In this example above, we don’t have the option to provide a `StateStore` in the join.  So, instead, we use `to` function to pipe results to a new topic directly.  Then, we customize the `StateStore` by creating a `KTable` with the previously mentioned topic, so we can reference in the tests.

When moving to the `KStream` to `KStream` examples with a function name starting with “kStreamToKStream”, notice we need to provide a `JoinWindow` now.  For example

regionMetrics.join(userRegions)(
  ((regionValue, metricValue) => regionValue + "/" + metricValue),
  JoinWindows.of(Duration.ofMinutes(5L))
).to(outputTopicName)

The final two examples are `KStream` to `GlobalKTable` joins.  Again, the code is similar, but key differences include how to create a GlobalKTable and the `join` function signature as seen in the following.
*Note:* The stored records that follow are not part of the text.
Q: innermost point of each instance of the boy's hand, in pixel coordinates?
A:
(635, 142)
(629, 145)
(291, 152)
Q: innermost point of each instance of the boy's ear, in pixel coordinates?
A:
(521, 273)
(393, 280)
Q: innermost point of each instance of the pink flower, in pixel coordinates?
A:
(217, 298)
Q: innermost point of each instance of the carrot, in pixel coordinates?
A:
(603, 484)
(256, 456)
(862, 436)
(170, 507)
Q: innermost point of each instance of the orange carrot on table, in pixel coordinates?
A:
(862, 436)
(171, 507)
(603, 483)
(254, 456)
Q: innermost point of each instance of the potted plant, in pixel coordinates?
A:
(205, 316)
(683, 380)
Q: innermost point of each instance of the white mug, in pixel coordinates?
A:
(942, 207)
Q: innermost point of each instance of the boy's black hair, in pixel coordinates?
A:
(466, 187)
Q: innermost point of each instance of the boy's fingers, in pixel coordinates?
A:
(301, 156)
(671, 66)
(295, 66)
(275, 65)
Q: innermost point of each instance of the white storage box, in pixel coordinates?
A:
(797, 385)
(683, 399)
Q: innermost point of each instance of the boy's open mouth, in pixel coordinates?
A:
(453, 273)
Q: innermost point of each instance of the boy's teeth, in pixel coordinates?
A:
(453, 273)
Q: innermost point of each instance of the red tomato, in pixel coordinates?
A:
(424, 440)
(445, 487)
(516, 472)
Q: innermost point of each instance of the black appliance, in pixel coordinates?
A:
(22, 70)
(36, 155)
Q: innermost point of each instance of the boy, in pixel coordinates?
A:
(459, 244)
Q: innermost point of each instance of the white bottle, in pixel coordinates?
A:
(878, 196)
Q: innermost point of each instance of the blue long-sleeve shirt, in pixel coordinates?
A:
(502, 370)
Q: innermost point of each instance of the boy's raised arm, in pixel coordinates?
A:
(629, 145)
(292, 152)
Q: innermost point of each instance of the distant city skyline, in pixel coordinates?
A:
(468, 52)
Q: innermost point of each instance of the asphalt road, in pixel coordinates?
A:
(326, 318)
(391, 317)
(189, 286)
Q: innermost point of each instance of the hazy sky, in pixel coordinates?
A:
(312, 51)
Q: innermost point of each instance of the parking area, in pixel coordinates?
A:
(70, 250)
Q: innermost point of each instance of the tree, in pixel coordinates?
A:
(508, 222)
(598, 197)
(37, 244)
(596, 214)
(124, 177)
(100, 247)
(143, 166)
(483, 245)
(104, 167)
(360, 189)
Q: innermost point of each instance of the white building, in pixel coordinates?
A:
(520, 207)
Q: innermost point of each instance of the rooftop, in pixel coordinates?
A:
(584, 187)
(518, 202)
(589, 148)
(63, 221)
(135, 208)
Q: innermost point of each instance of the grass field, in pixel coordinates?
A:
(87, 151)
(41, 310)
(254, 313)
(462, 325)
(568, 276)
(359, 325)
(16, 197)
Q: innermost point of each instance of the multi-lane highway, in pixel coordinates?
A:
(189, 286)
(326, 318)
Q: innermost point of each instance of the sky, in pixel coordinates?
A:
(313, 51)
val userRegions: GlobalKTable[String, String] = builder.globalTable(inputTopic1)
val regionMetrics: KStream[String, Long] = builder.stream(inputTopic2)

regionMetrics.join(userRegions)(
  (lk, rk) => lk,
  ((regionValue, metricValue) => regionValue + "/" + metricValue)
).to(outputTopicName)

Constructing a `GlobalKTable` is simple enough that it doesn’t require elaboration.

The `join` function signature changes to require a keyValueMapper: `(lk, rk) => lk`  This keyValueMapper is a function used to map the key,value pair from the KStream to the key of the `GlobalKTable`.  In this implemenation, nothing fancy.  We simply want the key of the `KStream` (represented as “lk), to match the key of the `GlobalKTable`.

As you might expect based on the aforementioned description of `KTable` vs `GlobalKTable`, the tests in `KStream` to `GlobalKTable` joins are nearly identical to `KStream` to `KTable` examples.

Kafka JoinS Examples Conclusion

Hopefully, you found these Kafka join examples helpful and useful.  If you have any questions or even better, suggestions on how to improve, please let me know.

 

Noteworthy

As shown in the screencast above, the path is not smooth when a failed test occurs. If you run a test which fails and then you attempt to rerun tests again, an Exception occurs and none of the tests pass.  The Exception is

org.apache.kafka.streams.errors.LockException: task [0_0] Failed to lock the state directory for task 0_0

The only way I’ve found to resolve is `rm -rf /tmp/kafka-streams/testing/0_0/`

This experience happens when running tests in both IntelliJ and SBT REPL.

Let me know any suggestions to resolve.